The Rio Tinto Ltd (ASX: RIO) share price is on watch after the ASX mining share reported its FY25 half-year result.
Rio Tinto is one of the largest miners in the world. It’s involved in resources like iron ore, copper, bauxite and lithium.
Rio Tinto FY25 half-year result
Here are some of the highlights for the six months to June 2025:
- Revenue slightly increased to US$26.87 billion
- Underlying EBITDA (EBITDA explained) fell 5% to US$11.5 billion
- Underlying earnings declined 16% to US$4.8 billion
- Net profit after tax fell 22% to US$4.5 billion
- Operating cashflow declined 2% to US$6.9 billion
- Free cashflow plunged 31% to US$2 billion
- Interim dividend declined 16% to US$1.48 per share
The dividend payout ratio represented 50% of its net profit, which seems like a healthy balance.
Let’s take a look at how each individual division performed.
The iron ore EBITDA fell 24% to US$6.7 billion. The average iron ore price declined by 15% year on year.
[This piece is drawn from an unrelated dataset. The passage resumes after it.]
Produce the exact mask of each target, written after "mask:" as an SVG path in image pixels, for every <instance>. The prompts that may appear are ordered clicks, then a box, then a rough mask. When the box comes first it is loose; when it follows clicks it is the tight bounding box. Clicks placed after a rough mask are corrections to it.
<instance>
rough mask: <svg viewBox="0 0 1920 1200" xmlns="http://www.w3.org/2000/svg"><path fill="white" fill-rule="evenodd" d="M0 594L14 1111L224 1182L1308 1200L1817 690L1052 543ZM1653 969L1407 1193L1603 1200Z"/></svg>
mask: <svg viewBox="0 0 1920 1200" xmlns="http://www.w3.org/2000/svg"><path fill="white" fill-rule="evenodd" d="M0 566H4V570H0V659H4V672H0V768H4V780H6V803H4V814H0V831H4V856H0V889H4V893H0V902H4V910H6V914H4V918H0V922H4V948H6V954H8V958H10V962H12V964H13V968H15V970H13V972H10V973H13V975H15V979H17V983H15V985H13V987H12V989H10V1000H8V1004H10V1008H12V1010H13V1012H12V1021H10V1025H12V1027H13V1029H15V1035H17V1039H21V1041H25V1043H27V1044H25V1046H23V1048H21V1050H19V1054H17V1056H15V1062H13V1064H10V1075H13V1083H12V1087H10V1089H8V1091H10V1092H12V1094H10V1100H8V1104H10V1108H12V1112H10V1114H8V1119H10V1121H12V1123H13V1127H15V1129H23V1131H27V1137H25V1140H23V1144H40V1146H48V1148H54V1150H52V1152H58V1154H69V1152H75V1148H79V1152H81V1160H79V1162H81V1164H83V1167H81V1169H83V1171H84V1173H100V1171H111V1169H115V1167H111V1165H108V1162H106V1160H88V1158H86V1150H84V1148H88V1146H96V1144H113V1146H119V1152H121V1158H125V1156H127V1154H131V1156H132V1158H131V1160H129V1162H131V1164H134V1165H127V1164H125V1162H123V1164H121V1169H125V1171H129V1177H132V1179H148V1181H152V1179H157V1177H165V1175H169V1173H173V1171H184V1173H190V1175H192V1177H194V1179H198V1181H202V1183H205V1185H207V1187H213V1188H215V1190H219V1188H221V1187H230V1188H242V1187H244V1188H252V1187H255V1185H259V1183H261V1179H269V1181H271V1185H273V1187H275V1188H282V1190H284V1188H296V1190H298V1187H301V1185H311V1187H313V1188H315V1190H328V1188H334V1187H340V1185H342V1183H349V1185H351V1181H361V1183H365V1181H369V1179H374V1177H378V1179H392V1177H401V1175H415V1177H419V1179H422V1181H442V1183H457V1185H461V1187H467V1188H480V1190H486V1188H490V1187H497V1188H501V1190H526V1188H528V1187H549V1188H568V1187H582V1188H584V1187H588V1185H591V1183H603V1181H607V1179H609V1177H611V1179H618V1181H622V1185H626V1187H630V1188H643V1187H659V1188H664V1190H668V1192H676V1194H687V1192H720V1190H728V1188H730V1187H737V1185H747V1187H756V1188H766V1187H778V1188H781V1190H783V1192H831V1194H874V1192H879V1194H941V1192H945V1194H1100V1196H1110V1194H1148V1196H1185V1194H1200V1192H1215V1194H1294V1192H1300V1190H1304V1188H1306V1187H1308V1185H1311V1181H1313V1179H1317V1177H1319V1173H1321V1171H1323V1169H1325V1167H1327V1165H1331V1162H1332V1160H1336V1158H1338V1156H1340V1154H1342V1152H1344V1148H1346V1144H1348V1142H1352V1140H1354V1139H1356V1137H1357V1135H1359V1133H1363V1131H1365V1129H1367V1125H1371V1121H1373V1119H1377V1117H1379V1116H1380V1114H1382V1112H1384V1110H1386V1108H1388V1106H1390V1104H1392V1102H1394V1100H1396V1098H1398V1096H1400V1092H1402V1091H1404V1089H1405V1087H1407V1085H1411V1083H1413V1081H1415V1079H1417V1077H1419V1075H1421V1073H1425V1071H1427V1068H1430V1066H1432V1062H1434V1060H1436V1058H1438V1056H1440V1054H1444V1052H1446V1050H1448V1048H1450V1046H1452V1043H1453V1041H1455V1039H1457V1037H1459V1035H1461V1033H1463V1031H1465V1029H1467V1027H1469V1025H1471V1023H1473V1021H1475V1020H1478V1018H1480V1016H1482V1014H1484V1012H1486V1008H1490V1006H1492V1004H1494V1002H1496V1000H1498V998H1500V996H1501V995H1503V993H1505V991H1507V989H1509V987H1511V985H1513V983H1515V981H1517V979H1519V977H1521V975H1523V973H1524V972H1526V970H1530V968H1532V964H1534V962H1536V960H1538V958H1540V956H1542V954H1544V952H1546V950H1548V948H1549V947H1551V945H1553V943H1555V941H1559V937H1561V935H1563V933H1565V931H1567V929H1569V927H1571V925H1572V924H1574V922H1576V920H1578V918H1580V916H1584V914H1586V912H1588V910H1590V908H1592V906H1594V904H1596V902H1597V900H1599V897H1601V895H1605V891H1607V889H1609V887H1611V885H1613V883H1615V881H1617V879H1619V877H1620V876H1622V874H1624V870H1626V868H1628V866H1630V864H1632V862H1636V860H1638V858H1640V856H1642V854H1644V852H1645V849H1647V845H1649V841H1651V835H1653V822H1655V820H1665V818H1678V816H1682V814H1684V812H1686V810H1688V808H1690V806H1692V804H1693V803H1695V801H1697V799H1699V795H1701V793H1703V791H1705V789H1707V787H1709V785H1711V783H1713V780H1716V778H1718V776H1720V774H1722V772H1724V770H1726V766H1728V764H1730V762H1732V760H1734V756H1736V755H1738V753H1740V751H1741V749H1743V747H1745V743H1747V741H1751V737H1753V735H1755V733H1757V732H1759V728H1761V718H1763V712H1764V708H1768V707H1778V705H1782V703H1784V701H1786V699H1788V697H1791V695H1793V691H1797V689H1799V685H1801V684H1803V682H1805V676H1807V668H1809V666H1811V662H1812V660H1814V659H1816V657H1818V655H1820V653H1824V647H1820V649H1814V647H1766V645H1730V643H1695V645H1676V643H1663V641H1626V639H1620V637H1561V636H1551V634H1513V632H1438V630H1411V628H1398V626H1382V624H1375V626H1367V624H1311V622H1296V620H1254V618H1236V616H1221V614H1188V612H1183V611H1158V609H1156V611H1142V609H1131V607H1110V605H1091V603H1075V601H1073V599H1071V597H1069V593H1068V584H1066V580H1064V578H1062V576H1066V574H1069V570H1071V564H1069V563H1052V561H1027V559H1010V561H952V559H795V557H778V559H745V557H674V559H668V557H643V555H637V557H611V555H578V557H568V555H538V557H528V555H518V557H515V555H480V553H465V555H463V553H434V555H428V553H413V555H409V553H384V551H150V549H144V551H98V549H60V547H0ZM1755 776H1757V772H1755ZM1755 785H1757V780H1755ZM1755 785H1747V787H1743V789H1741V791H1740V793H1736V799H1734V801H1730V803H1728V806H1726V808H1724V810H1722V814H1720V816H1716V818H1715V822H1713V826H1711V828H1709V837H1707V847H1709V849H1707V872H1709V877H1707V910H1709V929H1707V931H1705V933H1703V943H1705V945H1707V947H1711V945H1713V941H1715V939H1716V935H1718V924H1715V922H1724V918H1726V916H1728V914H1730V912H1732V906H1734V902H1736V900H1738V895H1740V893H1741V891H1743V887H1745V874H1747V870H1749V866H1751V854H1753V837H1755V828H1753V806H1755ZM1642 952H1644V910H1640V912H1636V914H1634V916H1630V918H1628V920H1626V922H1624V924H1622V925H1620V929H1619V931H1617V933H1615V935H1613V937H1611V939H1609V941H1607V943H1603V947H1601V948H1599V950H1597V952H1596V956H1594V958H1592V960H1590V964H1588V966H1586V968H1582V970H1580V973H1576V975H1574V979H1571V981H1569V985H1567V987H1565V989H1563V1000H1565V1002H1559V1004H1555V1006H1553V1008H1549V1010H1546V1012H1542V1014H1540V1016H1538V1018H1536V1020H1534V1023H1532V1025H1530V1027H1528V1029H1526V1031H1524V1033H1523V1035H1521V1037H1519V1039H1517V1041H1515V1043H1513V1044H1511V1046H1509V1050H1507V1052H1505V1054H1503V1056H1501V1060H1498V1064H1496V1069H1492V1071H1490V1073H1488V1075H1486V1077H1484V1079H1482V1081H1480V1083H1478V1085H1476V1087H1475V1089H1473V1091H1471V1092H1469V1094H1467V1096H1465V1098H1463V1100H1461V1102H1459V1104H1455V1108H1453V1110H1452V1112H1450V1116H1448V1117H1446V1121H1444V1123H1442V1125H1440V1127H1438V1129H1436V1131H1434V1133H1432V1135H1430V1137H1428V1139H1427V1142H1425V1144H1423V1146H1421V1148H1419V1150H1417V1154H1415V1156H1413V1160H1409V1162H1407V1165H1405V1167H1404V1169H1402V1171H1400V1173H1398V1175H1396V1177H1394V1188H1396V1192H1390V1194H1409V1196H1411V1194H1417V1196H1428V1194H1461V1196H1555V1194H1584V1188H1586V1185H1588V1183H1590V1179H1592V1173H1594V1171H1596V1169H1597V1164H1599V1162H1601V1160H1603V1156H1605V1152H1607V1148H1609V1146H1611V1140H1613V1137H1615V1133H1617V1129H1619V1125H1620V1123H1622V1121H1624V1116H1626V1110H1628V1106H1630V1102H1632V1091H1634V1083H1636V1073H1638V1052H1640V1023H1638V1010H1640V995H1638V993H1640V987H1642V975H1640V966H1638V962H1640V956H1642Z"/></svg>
The aluminium EBITDA jumped 50% to US$2.4 billion. The aluminium price increased by 14% year on year. It also benefited from higher volumes and improved market premiums, offset by $321 million of gross costs associated with US tariffs.
The copper EBITDA surged 69% to US$3.1 billion. The copper price increased 4% year on year. It also benefited from a ramp-up of the Oyu Tolgoi underground project.
The minerals EBITDA declined 58% to US$0.3 billion. This business suffered from lower pricing across most commodities, particularly titanium dioxide feedstock and iron ore pellets.
Outlook for the Rio Tinto share price
Rio Tinto says it’s well positioned to generate value from its “best-in-class project execution”, together with growing demand for its products, now and in the coming decades.
The ASX mining share said it’s on track to deliver strong medium-term production growth, with solid foundations in place and a diverse pipeline of options for the future.
There are other ASX dividend shares that appeal more to me because of the greater certainty of net profit (and dividend) growth in any given year – other businesses don’t necessarily need good commodity prices to deliver growing dividends.
However, I do like that Rio Tinto is seeing profit growth for both aluminium and copper. It’s also investing in lithium, which has a potentially attractive growth outlook, depending on how lithium demand grows in the coming years.